For a while now, the Chrome OS team has listed the various Chromebooks that support Android apps on the Chrome OS Systems Supporting Android Apps page. To this point, the page listed the devices that would be seeing Android app support which has been through the developer and beta channels of Chrome OS. It is expected that the stable channel will see Chrome OS 56 this month and fully launch app support for everyone.
Over the weekend, the support page changed with a clear and important statement regarding future devices. Any Chromebook from 2017 onward will have Android app support. While this isn’t entirely unexpected, the news is good for those who are considering a Chromebook and it further solidifies the relationship between Google’s two platforms. While it appears unlikely we will see a merger of the two, it is clear their handshake relationship is supported and will remain so for the immediate future.

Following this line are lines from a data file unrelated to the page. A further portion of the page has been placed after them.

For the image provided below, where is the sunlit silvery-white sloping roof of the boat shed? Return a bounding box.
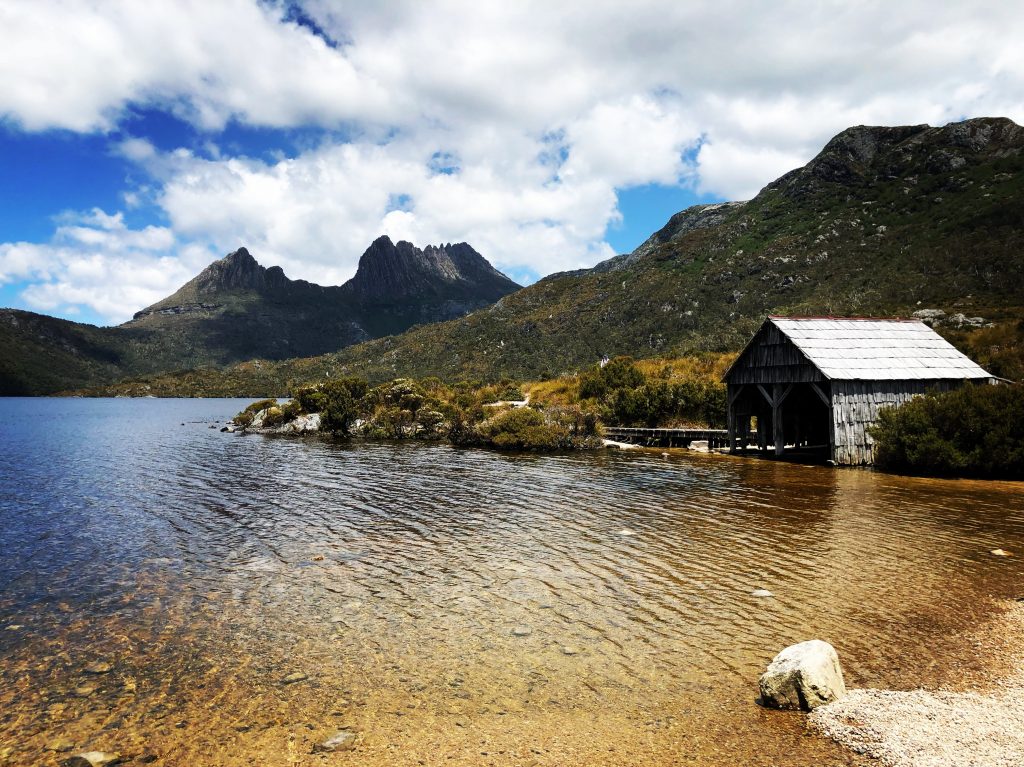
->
[768,316,991,381]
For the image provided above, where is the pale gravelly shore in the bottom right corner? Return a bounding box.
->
[809,602,1024,767]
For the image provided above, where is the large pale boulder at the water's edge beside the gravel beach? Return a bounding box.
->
[759,639,846,711]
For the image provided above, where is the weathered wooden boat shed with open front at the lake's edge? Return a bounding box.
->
[724,316,996,465]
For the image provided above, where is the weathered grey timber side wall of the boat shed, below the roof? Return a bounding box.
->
[833,381,963,466]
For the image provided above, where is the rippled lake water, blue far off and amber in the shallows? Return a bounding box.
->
[0,399,1024,766]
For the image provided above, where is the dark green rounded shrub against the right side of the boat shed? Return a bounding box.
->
[870,385,1024,479]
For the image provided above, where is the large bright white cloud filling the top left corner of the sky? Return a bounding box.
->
[0,0,394,131]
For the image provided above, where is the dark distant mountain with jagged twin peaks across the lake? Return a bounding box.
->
[0,237,519,394]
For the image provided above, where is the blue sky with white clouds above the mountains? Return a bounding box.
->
[0,0,1024,325]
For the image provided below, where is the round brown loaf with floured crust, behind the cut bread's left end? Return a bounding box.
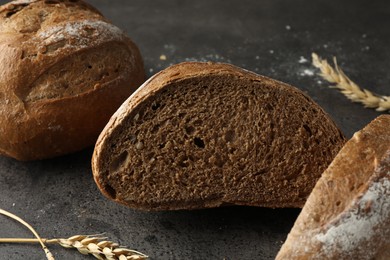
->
[0,0,145,160]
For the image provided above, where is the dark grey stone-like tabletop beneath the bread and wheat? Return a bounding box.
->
[0,0,390,260]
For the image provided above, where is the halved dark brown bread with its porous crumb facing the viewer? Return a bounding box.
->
[92,62,344,210]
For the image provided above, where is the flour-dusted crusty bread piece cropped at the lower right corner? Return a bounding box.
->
[276,115,390,259]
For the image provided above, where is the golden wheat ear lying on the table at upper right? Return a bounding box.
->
[312,53,390,111]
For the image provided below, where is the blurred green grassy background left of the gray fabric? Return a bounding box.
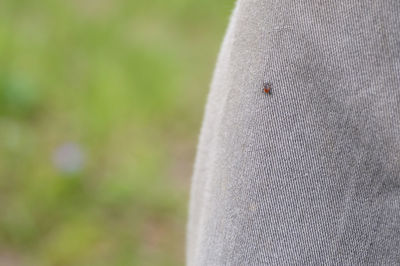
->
[0,0,234,265]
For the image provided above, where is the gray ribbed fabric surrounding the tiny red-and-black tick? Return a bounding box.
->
[187,0,400,265]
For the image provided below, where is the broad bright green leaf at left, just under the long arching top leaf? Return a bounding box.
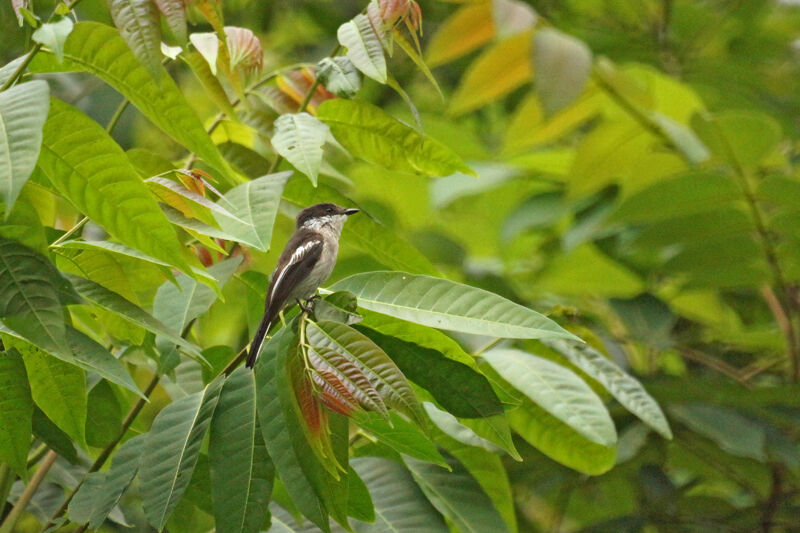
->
[39,99,198,272]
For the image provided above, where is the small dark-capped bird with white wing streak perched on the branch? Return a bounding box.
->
[246,203,358,368]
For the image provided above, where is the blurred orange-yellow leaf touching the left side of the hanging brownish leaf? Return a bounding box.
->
[448,31,533,115]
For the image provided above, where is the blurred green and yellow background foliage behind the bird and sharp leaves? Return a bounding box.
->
[0,0,800,532]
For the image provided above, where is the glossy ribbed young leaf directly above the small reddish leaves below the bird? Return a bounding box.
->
[306,320,424,423]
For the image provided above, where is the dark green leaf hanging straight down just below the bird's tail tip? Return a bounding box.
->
[208,367,274,533]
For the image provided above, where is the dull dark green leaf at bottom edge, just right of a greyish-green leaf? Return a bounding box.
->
[404,457,508,533]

For those who aren’t 100% clear on what I’m referring to on this, it is pretty straight forward. Google and the Chrome OS team have been testing running Android apps, the same ones that run on
your phone, on Chromebooks. The idea is that instead of having to run a web app, you have an app installed on your device just like your phone. It makes working offline a bit easier and it gives you a wider range of apps that you can use. For sure, not all Android apps are going to be supported but that is likely going to change once the stable build of Chrome OS becomes available. That should be this month. Once your device supports Android apps, you install them just like you do on your phone as your Chrome OS powered laptop will show up as an install option in the Google Play Store.
For beta testers and developers, the ability to run Android apps has been in those two software channels for some time now so it can be tested as thoroughly as possible prior to release. That public release should happen before the end of the month.